RETURN TO LIBERTY ISLAND!
We've had some fun with Adam Bellow's band of merry rightwing littérateurs at Liberty Island, and now they're having some fun with us -- their current lead item is announced on the front page as "Liberty Island Makes 'Em Crazy -- A Sampling of Liberals Being Driven to Incoherence by Our Eloquence and Moxie." They link to our and others' bad reviews and say what silly liberals we all are. Good for them, though I must say Norman Mailer did it better.
They're still turning out unique material. Here are some passages from "The Enforcement of Happiness" by Jamie Wilson, which as you'd never guess is about some dystopian future OR IS IT when Gummint micromanages everything about us:
"We're from the Racial Relations Council? Health and Human Services?" The slight young man stepped in hesitantly, followed by a tiny Hispanic woman in a sensible black suit and an older black man wearing a pristine white lab coat. Marcus held his smile, though his forehead wrinkled a bit in confusion. What, he wondered, was up with the entourage?
"I understand you needed to talk to me about racial compliance. As you have no doubt seen for yourself, our hiring patterns are--"
Smith waved him off. "We have your records, sir. Blue Screen International has done a stellar job of racio-sexual/gender/ethno balancing."
Spoiler, Lloyd Marcus twist:
"And your wife is Mrs. Leticia Jackson, born in Biloxi, Mississippi. You yourself were born in Harlem?"
"My parents worked hard to get me out of Harlem," Marcus said almost reflexively.
The semi-autonomous Harlem, effectively a gang state, had a very bad name these days...
Damn liberals ruined that Harlem.
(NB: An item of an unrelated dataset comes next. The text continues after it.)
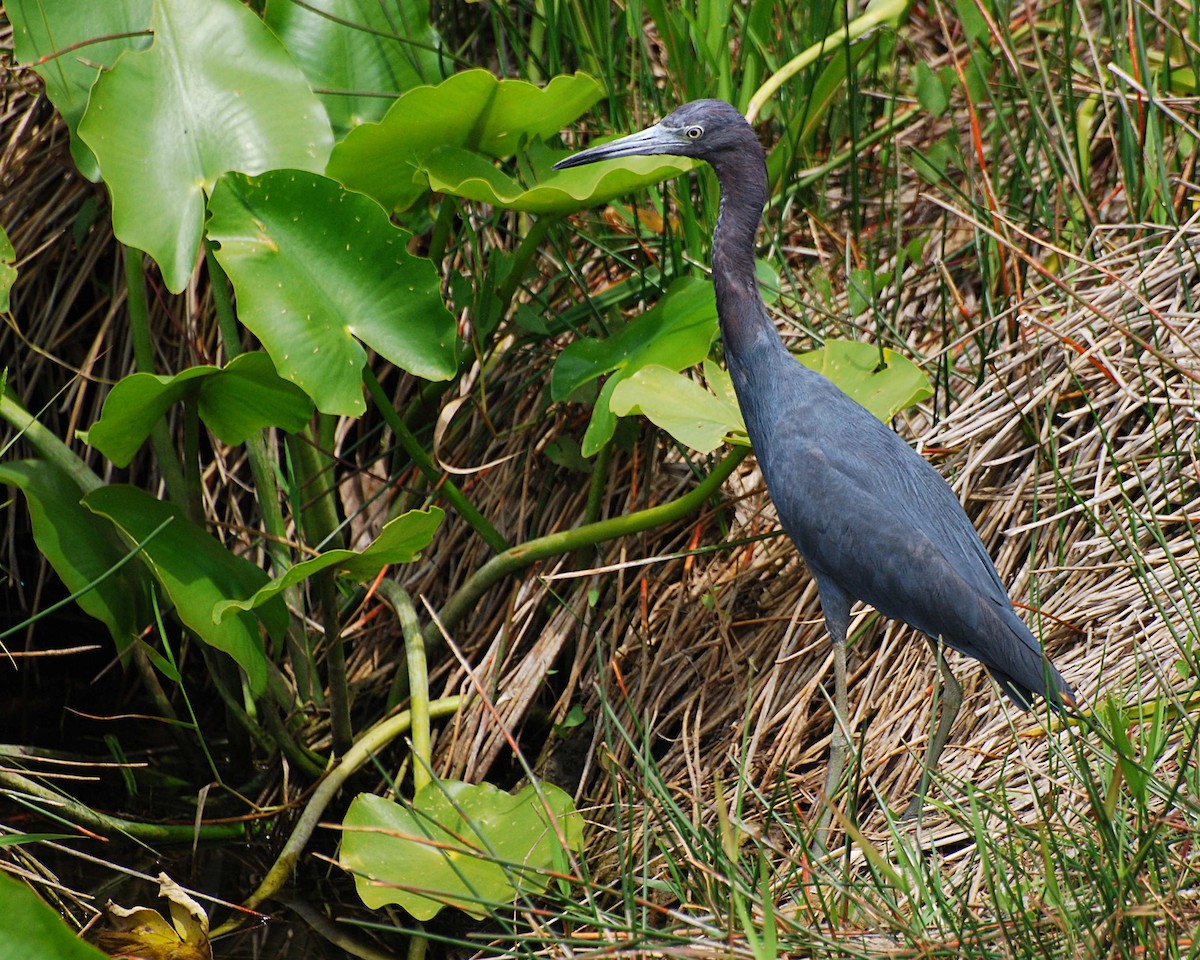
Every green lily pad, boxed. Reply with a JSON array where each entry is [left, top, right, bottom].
[[0, 460, 150, 657], [611, 365, 745, 454], [421, 146, 695, 216], [341, 780, 583, 920], [550, 277, 716, 456], [209, 170, 457, 416], [86, 352, 312, 467], [263, 0, 442, 133], [326, 70, 604, 210], [610, 340, 932, 454], [5, 0, 151, 181], [83, 484, 288, 695], [79, 0, 334, 293], [212, 506, 445, 623]]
You probably don't need or want any more hints, but here:
"So we're here as a courtesy. We would be happy to provide you with our new free government service, Racial Reassignment Treatment. One quick little prick--" he chuckled, "--and your insides match your outsides. It's tragic that pseudo-African-American people like Clarence Thomas and Condoleezza Rice did not have this option. It would have made their lives so much easier."...
The dark-skinned man in the lab coat leaned over Marcus. "Race traitor," he whispered. "Oreo. Uncle Tom."
It's the good black people versus the bad black people, which you have to admit is pretty classic.